Step 3 -- Session Establishment. After successful MFA verification, session variables are populated with the user's identity, role, company affiliation, and security level. Sessions timeout after 120 minutes. Every step of the process -- credential checks, MFA attempts, successes, failures -- is logged to a dbo.Login_Activity audit table with IP address and user agent tracking.

WebAuthn Passkey Support

Beyond email codes, the system supports WebAuthn passkeys as an alternative authentication method. This was the more technically challenging piece to build. The implementation includes:

  • Registration flow: Four API endpoints handle the WebAuthn ceremony -- generating registration options with ES256/RS256 algorithm support, verifying attestation responses, generating authentication challenges, and verifying assertion signatures.
  • Replay protection: Sign counts are tracked per credential and validated on each authentication to detect cloned authenticators.
  • Challenge management: A dbo.Passkey_Challenges table stores time-limited (5-minute) challenges tied to the user's session, preventing replay attacks.
  • Credential management: Users can register up to 7 passkeys, name them, and the system tracks last-used timestamps. Credentials are scoped to the medicalcollections.com relying party ID for cross-subdomain support.

The client-side JavaScript uses the standard navigator.credentials.create() and navigator.credentials.get() APIs with base64url encoding for binary data transport.

Password Security and Reset

Password resets use UUID tokens with a 1-hour expiration stored in the database. New passwords must meet complexity requirements (8+ characters, at least one number, one capital letter, can't match the current password). The system supports per-company password expiration policies driven by a configurable Password_Reset_Time setting.

Authorization Rules Engine

One of the more practical pieces is auth_rules.cfm -- a rules engine that runs between credential validation and MFA code generation. It checks:

  • Whether the user's account type is allowed portal access
  • Whether their company is active (not inactive or on credit hold)
  • Whether their facility is active and in good standing
  • Whether their company has extranet access enabled
  • Whether their password has expired per company policy
  • Per-user access restrictions (e.g., bank-searches-only accounts)
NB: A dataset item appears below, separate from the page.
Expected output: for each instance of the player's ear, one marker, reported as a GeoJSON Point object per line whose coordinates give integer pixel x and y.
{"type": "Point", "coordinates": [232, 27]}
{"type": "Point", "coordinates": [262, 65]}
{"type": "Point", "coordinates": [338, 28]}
This layered approach means the system fails fast and gives meaningful error messages before spending resources on MFA delivery.

The Database Architecture

The authentication data spans two contexts: user/company data lives in the main application database (contactscompanyfacilitiessecurity_levels tables), while MFA-specific data lives in a dedicated Email_MFA database containing MFA_CodesLogin_ActivityPasskeysPasskey_Challenges, and Password_Reset_Tokens tables. This separation keeps auth concerns isolated from business data.

What Claude Helped With

Claude was instrumental in architecting the WebAuthn passkey flow -- the binary data handling, challenge-response ceremony, and signature verification logic are areas where having an AI pair programmer that understands the spec saved significant research time. Claude also helped structure the MFA code generation to use SecureRandom instead of ColdFusion's built-in randRange for better cryptographic properties, designed the audit logging strategy, and helped reason through edge cases like concurrent code requests and session fixation.

Key Takeaways

  • ColdFusion's Java interop is underrated for security work -- accessing SecureRandom directly gives you cryptographic-grade randomness without external libraries.
  • Separating authorization rules from authentication keeps the code clean and lets you fail fast with clear error messages.
  • WebAuthn in ColdFusion is achievable but requires careful handling of binary data encoding between JavaScript and CFML.
  • Audit everything. The Login_Activity table has paid for itself multiple times in troubleshooting access issues.
  • SQL Server works well as the backing store for MFA state -- the transactional guarantees around code issuance and validation prevent race conditions that could arise with simpler storage.